Rumours, Books, Events
Lots of poetry prizes to report – congratulations to Emily Berry, Rhiannon Hooson, James Midgley, Adam O’Riordan and Heather Phillipson who have all received Eric Gregory Awards, given for a collection of poems by a poet under the age of thirty.
Another prize to a young poet was given as part of this year’s Northern Writers’ Awards. Toby Martinez de las Rivas from Gateshead has received the Waterhouse Poetry Award, in memory of Andrew Waterhouse, whose prizewinning first collection was published by The Rialto. A good way commemorate a fine poet.
Meanwhile in Canada the $100,000 Griffin Poetry Prize – the richest poetry prize in the world for a volume of poetry – has been divided between two winners this year. John Ashbery’s Notes From the Air: Selected Later Poems and Robin Blaser’s The Holy Forest: Collected Poems of Robin Blaser share the prize.
The shortlist for the this year’s Forward Prize has been announced. The five collections nominated for the £10,000 are Sujata Bhatt’s Pure Lizard, Jane Griffiths’s Another Country, Jen Hadfield’s Nigh-No-Place, Mick Imlah’s The Lost Leader, Jamie McKendrick’s Crocodiles & Obelisks and Catherine Smith’s Lip.
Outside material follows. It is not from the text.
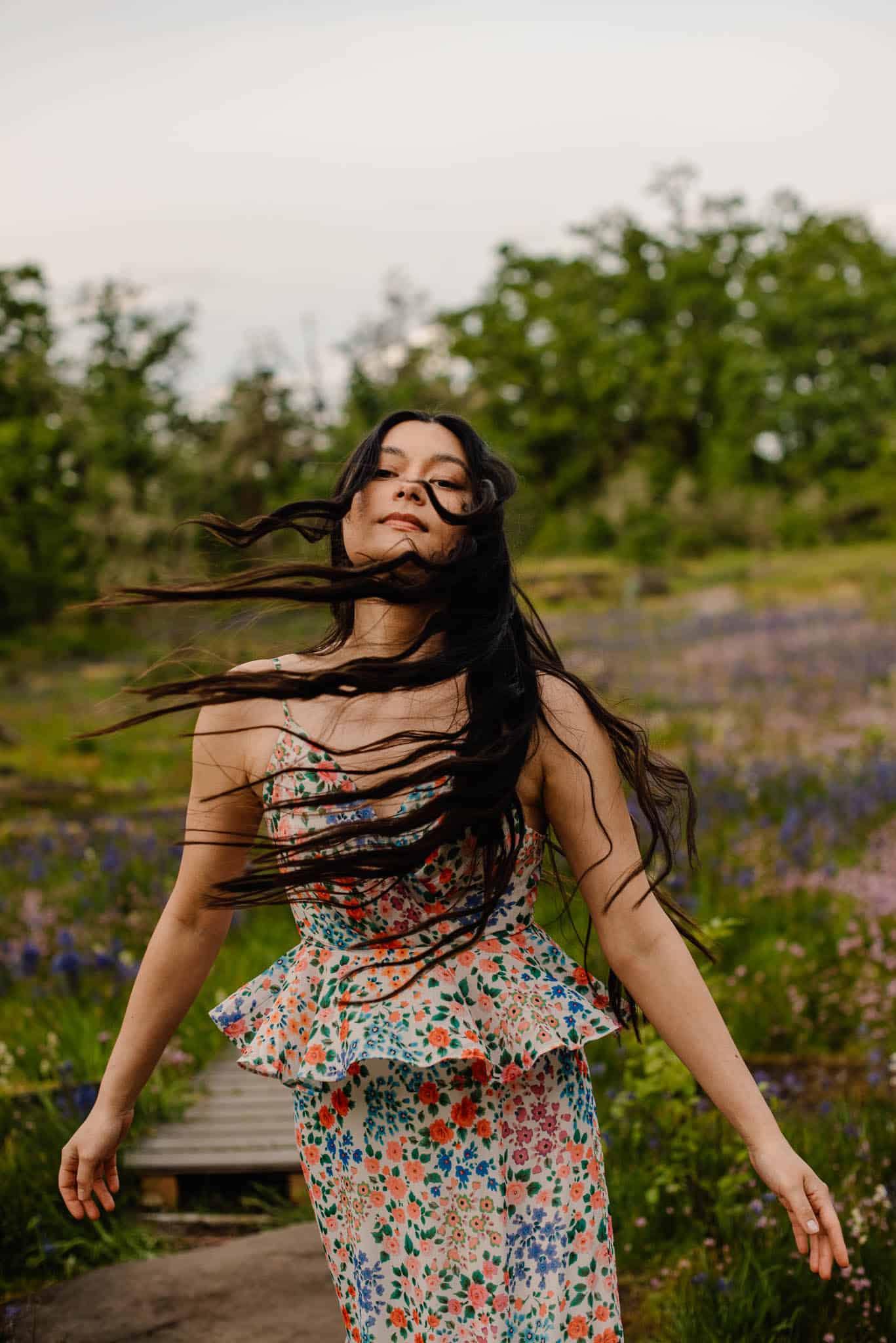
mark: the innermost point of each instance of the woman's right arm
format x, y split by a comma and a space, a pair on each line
178, 959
Contenders for the £5,000 prize for best first collection are Simon Barraclough for Los Alamos Mon Amour, Andrew Forster for Fear of Thunder, Frances Leviston for Public Dream, Allison McVety for The Night Trotsky Came to Stay, Stephanie Norgate for Hidden River and Kathryn Simmonds for Sunday at the Skin Launderette while Seamus Heaney, Christopher Buehlman, Catherine Ormell, Don Paterson, Kate Rhodes and Tim Turnbull are up for best single poem prize. The winners will be announced on October 8.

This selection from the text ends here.